Keila Diehl. Echoes from Dharamsala: Music in the Life of a Tibetan Refugee Community. Berkeley and Los Angeles: University of California Press, 2002. Pp. xi+312, illustrations, glossary, index. $25.00 paper.
In Echoes from Dharamsala, anthropologist Keila Diehl presents an engaging and complex picture of Tibetan refugee life in Dharamsala, India, the site of Tibet’s government-in-exile, through the music the community listens to and produces. Diehl begins the book with a colorful description of the first few days of her fieldwork, allowing readers to share her experiences and visualize themselves in India with her. The rest of the book is just as vivid in the way she describes her interactions with the Tibetan refugee community and her role as a participant-observer in Dharamsala’s music culture while playing keyboards for the Yak Band, a Tibetan rock group.
Diehl clearly states her theoretical assumptions in the introduction, that “‘culture’ is not only reflected in, but also created by, expressive performances,” and that “traditions are selected and ever changing” (3).
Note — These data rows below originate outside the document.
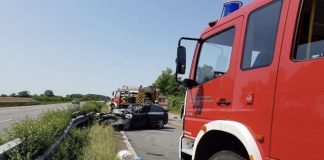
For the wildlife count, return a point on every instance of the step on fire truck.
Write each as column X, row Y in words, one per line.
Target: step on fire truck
column 127, row 95
column 256, row 84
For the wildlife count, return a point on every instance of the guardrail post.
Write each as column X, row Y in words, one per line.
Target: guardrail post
column 8, row 146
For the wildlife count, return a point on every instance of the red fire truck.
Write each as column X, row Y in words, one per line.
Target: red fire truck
column 256, row 84
column 124, row 96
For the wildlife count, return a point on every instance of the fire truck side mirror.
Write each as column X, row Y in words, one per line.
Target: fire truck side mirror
column 189, row 83
column 181, row 60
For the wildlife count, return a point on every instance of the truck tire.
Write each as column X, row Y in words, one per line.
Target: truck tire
column 226, row 155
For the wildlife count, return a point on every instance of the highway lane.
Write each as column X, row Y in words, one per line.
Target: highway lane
column 154, row 144
column 9, row 115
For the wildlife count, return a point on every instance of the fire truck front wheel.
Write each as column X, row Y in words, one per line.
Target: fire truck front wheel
column 226, row 155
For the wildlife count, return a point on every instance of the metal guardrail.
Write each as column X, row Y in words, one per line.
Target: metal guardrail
column 73, row 123
column 8, row 146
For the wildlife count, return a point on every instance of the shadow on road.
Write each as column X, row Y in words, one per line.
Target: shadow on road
column 165, row 129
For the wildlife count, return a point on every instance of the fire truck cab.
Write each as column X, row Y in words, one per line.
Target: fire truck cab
column 256, row 84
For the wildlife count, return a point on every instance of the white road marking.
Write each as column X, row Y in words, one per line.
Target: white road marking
column 5, row 120
column 128, row 145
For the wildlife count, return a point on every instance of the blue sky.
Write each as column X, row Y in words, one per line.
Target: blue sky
column 83, row 46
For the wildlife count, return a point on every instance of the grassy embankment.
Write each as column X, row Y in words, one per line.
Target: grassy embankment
column 38, row 134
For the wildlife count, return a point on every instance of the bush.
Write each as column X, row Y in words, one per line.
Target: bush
column 72, row 145
column 36, row 134
column 101, row 144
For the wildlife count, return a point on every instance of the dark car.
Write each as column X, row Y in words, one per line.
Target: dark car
column 148, row 116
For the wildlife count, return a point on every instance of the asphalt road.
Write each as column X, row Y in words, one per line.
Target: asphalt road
column 9, row 115
column 153, row 144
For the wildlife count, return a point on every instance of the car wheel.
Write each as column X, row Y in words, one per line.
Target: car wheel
column 226, row 155
column 160, row 124
column 126, row 127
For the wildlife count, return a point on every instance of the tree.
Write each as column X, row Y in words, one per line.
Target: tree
column 24, row 94
column 49, row 93
column 168, row 85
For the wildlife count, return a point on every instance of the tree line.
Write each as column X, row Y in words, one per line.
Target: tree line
column 49, row 95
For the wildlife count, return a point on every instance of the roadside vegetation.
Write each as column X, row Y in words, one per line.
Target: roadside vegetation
column 101, row 144
column 48, row 97
column 169, row 87
column 38, row 134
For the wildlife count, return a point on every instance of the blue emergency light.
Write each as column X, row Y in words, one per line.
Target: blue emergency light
column 231, row 6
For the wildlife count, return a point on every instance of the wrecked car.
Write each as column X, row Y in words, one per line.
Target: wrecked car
column 136, row 116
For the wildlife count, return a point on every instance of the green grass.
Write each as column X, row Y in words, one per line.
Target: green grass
column 102, row 144
column 71, row 147
column 38, row 134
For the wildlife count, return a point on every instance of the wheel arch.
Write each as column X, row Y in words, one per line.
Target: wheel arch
column 235, row 131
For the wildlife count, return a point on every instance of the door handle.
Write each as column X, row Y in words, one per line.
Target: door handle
column 223, row 101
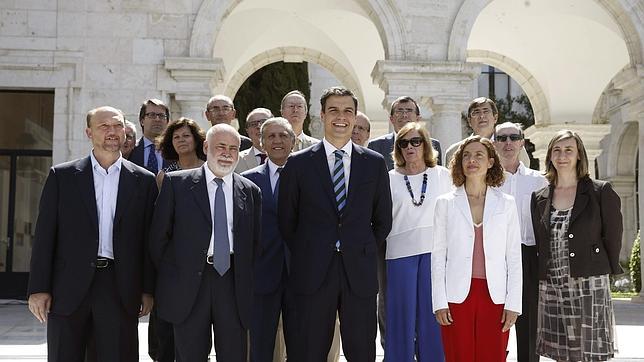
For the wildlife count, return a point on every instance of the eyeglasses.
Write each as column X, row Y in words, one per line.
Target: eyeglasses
column 255, row 124
column 402, row 111
column 512, row 137
column 224, row 109
column 415, row 141
column 153, row 115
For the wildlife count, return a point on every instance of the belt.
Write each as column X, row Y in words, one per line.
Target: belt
column 102, row 263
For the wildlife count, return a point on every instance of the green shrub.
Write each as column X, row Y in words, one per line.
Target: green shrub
column 635, row 266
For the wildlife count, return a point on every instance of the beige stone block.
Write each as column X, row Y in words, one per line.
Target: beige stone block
column 128, row 25
column 72, row 24
column 168, row 26
column 137, row 76
column 41, row 23
column 147, row 51
column 102, row 76
column 13, row 22
column 176, row 47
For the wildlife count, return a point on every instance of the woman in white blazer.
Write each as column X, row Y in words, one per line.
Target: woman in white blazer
column 476, row 261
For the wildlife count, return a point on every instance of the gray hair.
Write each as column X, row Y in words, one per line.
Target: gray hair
column 222, row 128
column 278, row 121
column 504, row 125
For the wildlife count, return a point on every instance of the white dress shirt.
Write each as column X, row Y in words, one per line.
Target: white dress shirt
column 346, row 159
column 106, row 186
column 228, row 195
column 521, row 185
column 146, row 153
column 272, row 172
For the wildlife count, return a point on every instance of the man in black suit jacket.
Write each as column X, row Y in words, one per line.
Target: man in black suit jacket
column 90, row 267
column 202, row 285
column 153, row 118
column 271, row 267
column 220, row 109
column 403, row 110
column 333, row 239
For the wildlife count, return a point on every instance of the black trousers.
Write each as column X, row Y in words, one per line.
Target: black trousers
column 526, row 327
column 265, row 318
column 100, row 315
column 316, row 319
column 215, row 309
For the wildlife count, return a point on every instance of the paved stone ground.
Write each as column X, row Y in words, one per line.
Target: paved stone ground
column 22, row 338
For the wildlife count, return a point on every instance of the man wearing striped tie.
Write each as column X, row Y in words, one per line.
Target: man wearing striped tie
column 334, row 208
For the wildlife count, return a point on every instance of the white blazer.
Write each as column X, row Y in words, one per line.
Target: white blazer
column 454, row 247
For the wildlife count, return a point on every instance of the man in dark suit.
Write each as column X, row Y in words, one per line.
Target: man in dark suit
column 90, row 267
column 220, row 109
column 333, row 231
column 203, row 239
column 403, row 110
column 153, row 118
column 271, row 267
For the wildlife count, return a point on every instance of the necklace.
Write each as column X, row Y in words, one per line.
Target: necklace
column 422, row 191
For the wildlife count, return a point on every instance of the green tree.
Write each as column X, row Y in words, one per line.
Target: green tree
column 266, row 87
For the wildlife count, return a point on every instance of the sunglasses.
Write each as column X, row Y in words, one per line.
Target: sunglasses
column 512, row 137
column 415, row 141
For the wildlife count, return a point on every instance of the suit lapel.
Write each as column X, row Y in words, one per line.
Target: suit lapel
column 199, row 190
column 318, row 156
column 85, row 178
column 239, row 200
column 127, row 184
column 463, row 205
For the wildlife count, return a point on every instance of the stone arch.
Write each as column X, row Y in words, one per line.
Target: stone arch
column 522, row 76
column 212, row 14
column 286, row 53
column 625, row 13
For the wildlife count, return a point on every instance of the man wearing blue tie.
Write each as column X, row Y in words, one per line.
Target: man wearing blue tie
column 271, row 266
column 205, row 231
column 334, row 209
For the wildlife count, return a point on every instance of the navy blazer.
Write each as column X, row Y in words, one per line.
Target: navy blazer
column 66, row 240
column 274, row 257
column 310, row 224
column 384, row 145
column 138, row 154
column 180, row 236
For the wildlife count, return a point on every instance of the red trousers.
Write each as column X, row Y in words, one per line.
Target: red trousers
column 475, row 334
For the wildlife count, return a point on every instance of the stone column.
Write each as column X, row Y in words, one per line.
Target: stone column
column 194, row 80
column 444, row 87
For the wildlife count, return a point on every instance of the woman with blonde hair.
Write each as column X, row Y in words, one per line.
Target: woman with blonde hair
column 476, row 261
column 578, row 229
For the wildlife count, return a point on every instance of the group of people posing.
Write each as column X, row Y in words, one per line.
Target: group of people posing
column 278, row 245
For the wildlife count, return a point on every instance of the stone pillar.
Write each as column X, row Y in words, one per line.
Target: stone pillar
column 194, row 80
column 591, row 135
column 442, row 86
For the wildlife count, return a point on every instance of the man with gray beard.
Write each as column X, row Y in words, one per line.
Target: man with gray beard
column 205, row 231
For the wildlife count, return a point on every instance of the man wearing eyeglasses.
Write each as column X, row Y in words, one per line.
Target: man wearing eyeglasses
column 294, row 109
column 255, row 155
column 482, row 115
column 520, row 182
column 153, row 117
column 220, row 109
column 403, row 110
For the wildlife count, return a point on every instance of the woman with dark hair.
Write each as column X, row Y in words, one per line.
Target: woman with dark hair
column 578, row 229
column 182, row 145
column 476, row 262
column 415, row 183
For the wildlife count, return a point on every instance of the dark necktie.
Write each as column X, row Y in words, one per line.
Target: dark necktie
column 221, row 247
column 153, row 165
column 339, row 188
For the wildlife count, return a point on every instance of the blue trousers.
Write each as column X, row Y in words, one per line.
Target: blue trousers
column 412, row 329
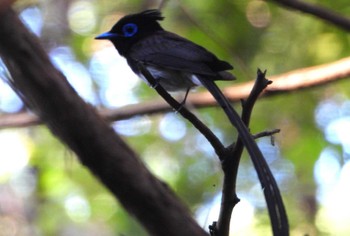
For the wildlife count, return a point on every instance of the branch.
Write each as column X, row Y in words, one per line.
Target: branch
column 279, row 221
column 77, row 125
column 317, row 11
column 180, row 108
column 296, row 80
column 230, row 165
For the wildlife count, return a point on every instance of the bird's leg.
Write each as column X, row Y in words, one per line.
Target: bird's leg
column 186, row 94
column 182, row 104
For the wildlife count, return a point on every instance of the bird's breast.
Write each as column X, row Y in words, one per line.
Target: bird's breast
column 172, row 80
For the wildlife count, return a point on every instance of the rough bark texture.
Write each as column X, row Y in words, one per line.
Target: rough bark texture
column 48, row 94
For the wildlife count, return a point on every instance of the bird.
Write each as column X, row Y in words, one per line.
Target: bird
column 179, row 64
column 176, row 63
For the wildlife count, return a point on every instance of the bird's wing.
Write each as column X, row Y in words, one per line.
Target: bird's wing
column 171, row 51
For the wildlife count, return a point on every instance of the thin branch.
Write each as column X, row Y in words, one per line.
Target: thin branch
column 296, row 80
column 230, row 165
column 279, row 221
column 180, row 108
column 96, row 144
column 317, row 11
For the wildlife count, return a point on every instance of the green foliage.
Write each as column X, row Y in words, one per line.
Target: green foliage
column 284, row 41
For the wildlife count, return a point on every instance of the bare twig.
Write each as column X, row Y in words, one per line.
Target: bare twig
column 230, row 165
column 179, row 107
column 96, row 144
column 296, row 80
column 317, row 11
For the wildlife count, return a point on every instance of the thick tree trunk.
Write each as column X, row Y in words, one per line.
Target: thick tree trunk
column 48, row 94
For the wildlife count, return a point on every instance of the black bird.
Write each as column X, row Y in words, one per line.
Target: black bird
column 179, row 64
column 175, row 62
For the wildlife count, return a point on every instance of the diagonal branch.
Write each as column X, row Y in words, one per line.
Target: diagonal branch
column 317, row 11
column 300, row 79
column 96, row 144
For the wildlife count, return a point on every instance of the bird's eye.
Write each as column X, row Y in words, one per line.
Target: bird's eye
column 129, row 29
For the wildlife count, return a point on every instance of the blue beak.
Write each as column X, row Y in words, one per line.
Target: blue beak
column 107, row 35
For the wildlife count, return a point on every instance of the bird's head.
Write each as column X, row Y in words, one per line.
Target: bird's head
column 131, row 28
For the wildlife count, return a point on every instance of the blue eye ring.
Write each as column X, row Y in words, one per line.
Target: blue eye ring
column 129, row 29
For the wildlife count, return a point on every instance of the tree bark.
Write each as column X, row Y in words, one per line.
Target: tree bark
column 46, row 91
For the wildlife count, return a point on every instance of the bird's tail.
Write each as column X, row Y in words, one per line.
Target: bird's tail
column 268, row 183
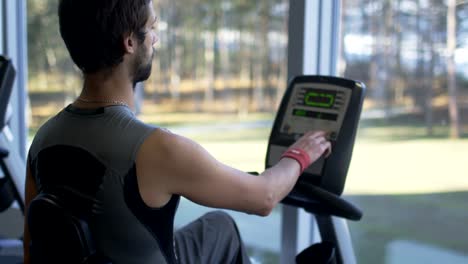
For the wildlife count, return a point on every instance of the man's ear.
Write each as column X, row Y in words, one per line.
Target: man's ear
column 129, row 43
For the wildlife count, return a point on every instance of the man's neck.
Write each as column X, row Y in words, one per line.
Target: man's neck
column 106, row 87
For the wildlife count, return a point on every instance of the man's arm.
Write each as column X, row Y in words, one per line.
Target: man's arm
column 31, row 192
column 170, row 164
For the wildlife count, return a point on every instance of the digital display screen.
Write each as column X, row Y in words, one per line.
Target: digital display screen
column 314, row 114
column 319, row 98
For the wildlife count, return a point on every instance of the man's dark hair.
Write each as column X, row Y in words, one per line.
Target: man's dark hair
column 93, row 30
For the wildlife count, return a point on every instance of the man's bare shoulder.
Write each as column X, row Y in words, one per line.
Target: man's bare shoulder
column 165, row 145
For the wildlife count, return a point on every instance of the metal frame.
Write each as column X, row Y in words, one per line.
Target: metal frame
column 14, row 45
column 314, row 32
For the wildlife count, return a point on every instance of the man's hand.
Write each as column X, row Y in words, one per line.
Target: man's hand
column 315, row 144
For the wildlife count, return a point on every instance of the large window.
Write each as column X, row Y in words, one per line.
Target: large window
column 218, row 74
column 409, row 166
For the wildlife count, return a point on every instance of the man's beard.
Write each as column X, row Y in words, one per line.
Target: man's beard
column 142, row 69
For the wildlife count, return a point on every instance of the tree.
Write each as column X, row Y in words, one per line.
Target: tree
column 451, row 74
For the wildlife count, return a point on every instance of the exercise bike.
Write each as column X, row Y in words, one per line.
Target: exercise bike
column 333, row 105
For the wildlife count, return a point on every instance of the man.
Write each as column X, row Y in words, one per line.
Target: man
column 140, row 171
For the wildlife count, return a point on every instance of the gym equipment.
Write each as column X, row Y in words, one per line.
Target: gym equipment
column 8, row 191
column 59, row 234
column 333, row 105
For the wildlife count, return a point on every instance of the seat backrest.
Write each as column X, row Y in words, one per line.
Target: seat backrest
column 57, row 235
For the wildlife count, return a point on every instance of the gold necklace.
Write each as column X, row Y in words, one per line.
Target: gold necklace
column 103, row 101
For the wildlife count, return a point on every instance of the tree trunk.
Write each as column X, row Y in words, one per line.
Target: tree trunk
column 451, row 74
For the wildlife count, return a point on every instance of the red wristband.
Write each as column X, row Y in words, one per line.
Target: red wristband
column 300, row 156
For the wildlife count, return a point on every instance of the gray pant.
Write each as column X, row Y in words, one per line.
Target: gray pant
column 211, row 239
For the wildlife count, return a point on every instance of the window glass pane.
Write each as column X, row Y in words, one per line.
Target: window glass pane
column 218, row 75
column 408, row 172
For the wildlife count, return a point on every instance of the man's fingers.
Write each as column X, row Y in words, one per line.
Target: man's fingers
column 327, row 148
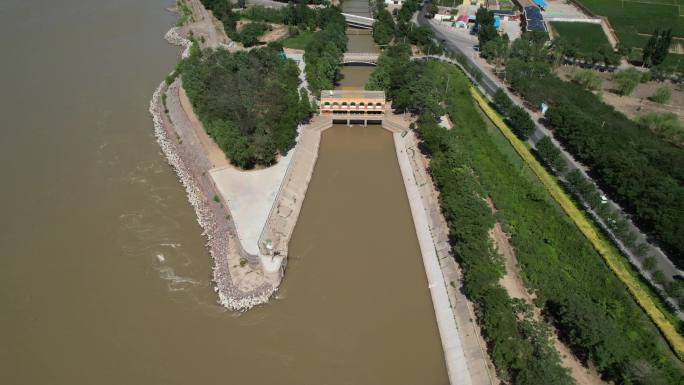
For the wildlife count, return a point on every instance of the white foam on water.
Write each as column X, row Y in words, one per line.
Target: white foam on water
column 176, row 282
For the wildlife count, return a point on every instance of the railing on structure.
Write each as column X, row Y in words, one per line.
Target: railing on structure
column 351, row 57
column 359, row 21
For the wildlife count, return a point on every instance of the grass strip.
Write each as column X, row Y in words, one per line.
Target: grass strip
column 609, row 254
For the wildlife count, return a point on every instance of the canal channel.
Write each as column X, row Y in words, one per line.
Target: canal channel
column 105, row 278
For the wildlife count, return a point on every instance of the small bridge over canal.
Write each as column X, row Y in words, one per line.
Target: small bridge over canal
column 359, row 21
column 364, row 58
column 353, row 105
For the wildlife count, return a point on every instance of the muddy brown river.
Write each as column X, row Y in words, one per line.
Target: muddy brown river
column 104, row 278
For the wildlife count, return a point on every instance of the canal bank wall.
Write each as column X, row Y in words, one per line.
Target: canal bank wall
column 464, row 351
column 239, row 285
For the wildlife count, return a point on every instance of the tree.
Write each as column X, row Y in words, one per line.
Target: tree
column 551, row 154
column 662, row 95
column 650, row 263
column 496, row 50
column 485, row 26
column 521, row 122
column 305, row 108
column 431, row 10
column 657, row 47
column 502, row 101
column 659, row 277
column 627, row 81
column 384, row 27
column 588, row 79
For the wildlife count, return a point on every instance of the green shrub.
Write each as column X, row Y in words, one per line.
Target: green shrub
column 588, row 79
column 627, row 80
column 662, row 95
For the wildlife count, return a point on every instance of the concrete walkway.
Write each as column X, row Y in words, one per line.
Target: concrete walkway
column 454, row 350
column 463, row 318
column 462, row 43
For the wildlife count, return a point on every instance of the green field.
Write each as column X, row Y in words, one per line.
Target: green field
column 634, row 21
column 587, row 37
column 298, row 42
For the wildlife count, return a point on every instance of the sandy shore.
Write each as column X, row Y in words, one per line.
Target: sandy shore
column 191, row 167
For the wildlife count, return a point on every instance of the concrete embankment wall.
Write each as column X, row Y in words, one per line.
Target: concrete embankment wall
column 288, row 203
column 464, row 352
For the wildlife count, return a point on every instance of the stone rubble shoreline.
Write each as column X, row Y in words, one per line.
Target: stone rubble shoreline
column 212, row 218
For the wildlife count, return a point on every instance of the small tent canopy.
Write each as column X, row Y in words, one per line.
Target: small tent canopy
column 540, row 3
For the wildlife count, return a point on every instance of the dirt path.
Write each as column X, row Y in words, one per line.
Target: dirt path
column 214, row 154
column 513, row 284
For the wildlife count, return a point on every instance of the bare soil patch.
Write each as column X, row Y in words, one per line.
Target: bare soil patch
column 637, row 103
column 515, row 288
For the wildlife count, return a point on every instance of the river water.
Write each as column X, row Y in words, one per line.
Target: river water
column 104, row 278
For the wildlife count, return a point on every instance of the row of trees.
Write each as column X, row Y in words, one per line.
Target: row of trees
column 247, row 101
column 519, row 346
column 403, row 30
column 323, row 55
column 592, row 310
column 641, row 171
column 516, row 117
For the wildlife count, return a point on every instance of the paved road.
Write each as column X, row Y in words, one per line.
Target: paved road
column 465, row 44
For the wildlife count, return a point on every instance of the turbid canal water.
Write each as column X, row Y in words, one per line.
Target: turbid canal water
column 104, row 278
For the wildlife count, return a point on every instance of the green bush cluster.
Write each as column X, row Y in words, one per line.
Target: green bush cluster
column 247, row 101
column 249, row 34
column 638, row 169
column 517, row 117
column 384, row 27
column 323, row 54
column 594, row 314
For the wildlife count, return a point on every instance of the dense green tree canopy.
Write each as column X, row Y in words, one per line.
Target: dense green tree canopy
column 247, row 101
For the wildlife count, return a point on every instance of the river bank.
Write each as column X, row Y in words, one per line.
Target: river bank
column 191, row 165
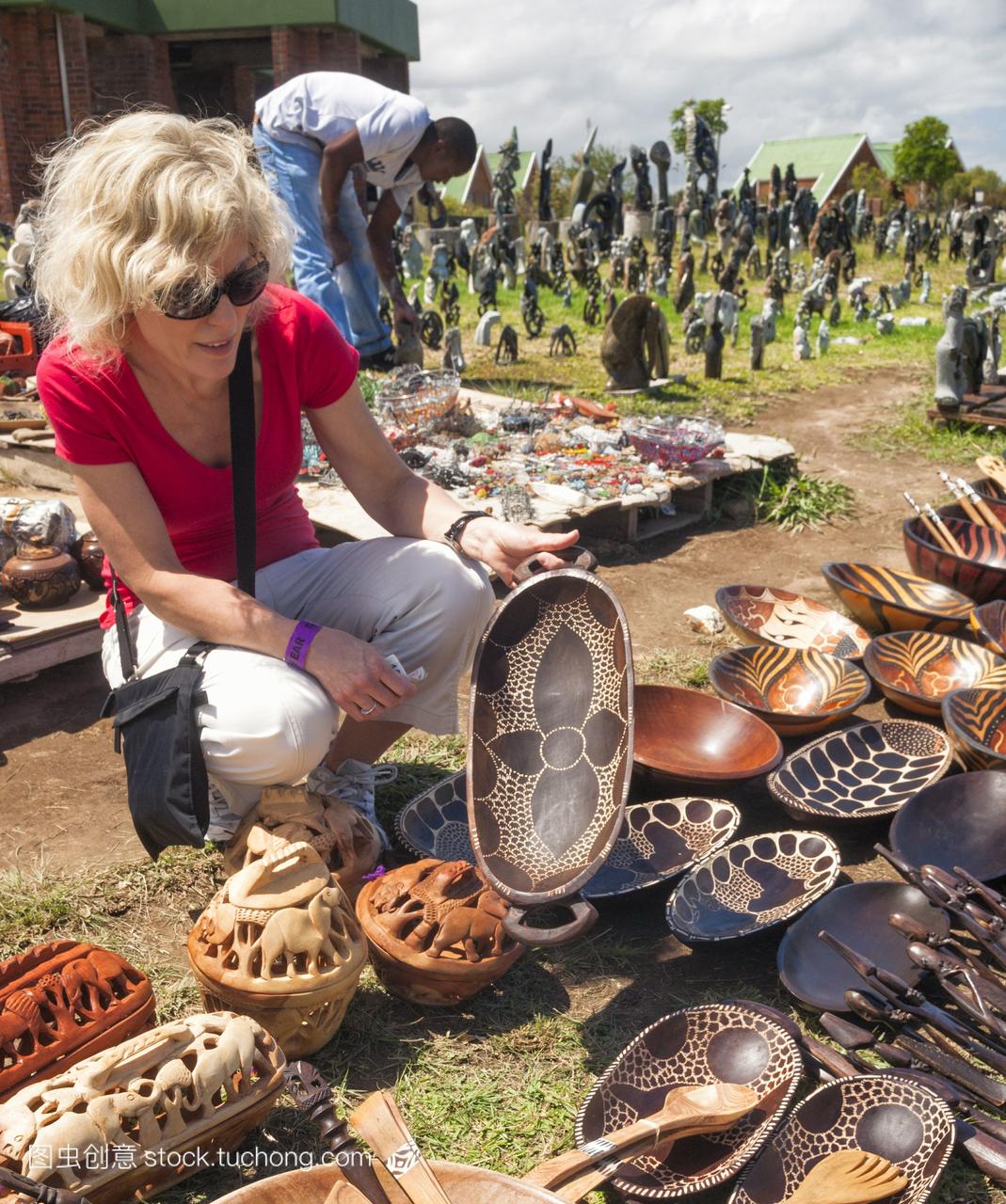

These viewpoints inform her conclusions throughout the book. Echoes from Dharamsala focuses on the way that Tibetans in Dharamsala perceive their identity and how these perceptions inform their decisions of what kinds of music to produce and consume. Diehl points out that, contrary to popular opinion, refugee communities are often less free than others to adopt foreign cultural practices due to the perceived need to retain the culture of one’s homeland in its purest form possible. Echoes from Dharamsala is an important contribution to the fields of anthropology and ethnomusicology because of its comprehensive treatment of the complex dynamics of cultural preservation and change in a refugee culture. It is also an important contribution to the growing field of Tibetan studies because many reports on Tibetan cultural expressions tend to focus on Buddhist rituals and ignore popular culture.
Echoes from Dharamsala is organized roughly by musical style and function. In her introduction, Diehl explains that the musical styles she discusses come to Dharamsala from four directions. To the north is Tibet, the homeland, and pre-1959 Tibetan folk music represents tradition and authenticity. To the east is China, the foe. Much of the pop music produced in post-1959 Lhasa has been influenced by Chinese aesthetics and is frowned upon by most of Dharamsala’s Tibetans. To the south is India, the temporary home in exile. To the west are Europe and the United States, the friends and symbols of freedom.
Chapter one briefly introduces Dharamsala, its history, and its inhabitants. Chapter two, “Constructing the Rich Cultural Heritage of Tibet,” elaborates on the complex relationship between Tibet and its government-in-exile. Diehl introduces us to the Tibetan Institute for Performing Arts (TIPA), which was designed to preserve Tibetan musical culture by teaching it to refugee children, most of whom have never been to Tibet. TIPA teaches pre-1959 Tibetan folk music and opera, which is believed to be ‘authentic.’ Because Tibetan music in modern Tibet is believed to have been ‘corrupted’ by Chinese aesthetics, many Tibetans in Dharamsala feel that it is their duty to preserve Tibetan musical culture, and that it will be lost forever if they do not do so.
Chapter three describes the role of Hindi film songs in the refugee repertoire. Tibetans in Dharamsala have resisted assimilation into Indian society because of the desire to preserve Tibetan culture, but most of them enjoy Indian films and their songs. They are seen as superficial entertainment and as a ‘guilty pleasure’ for Tibetans. Chapter four focuses on Western music, such as rock, reggae, and the blues, in Dharamsala. This music is greatly enjoyed both for its entertainment value and for its association with independence and sociopolitical criticism.
Diehl moves on to the main focus of her research, namely the creation and performance of modern Tibetan music in Dharamsala and other parts of India, in chapters five, six, and seven. In these chapters she largely draws from her experience with Dharamsala’s Yak Band to describe the challenges faced by Tibetan refugee musicians. While many refugees support the Yak Band and other refugee bands, musicians have not historically enjoyed high status in Tibetan society, partially because Tibetan culture enjoins modesty and discourages focus on the individual. As a result, potential songwriters and musicians are reluctant to share and perform their work. Diehl notes, however, that many young Tibetan musicians in India have been inspired by the Yak Band to create and perform their own songs, and the future looks positive for modern Tibetan musicians.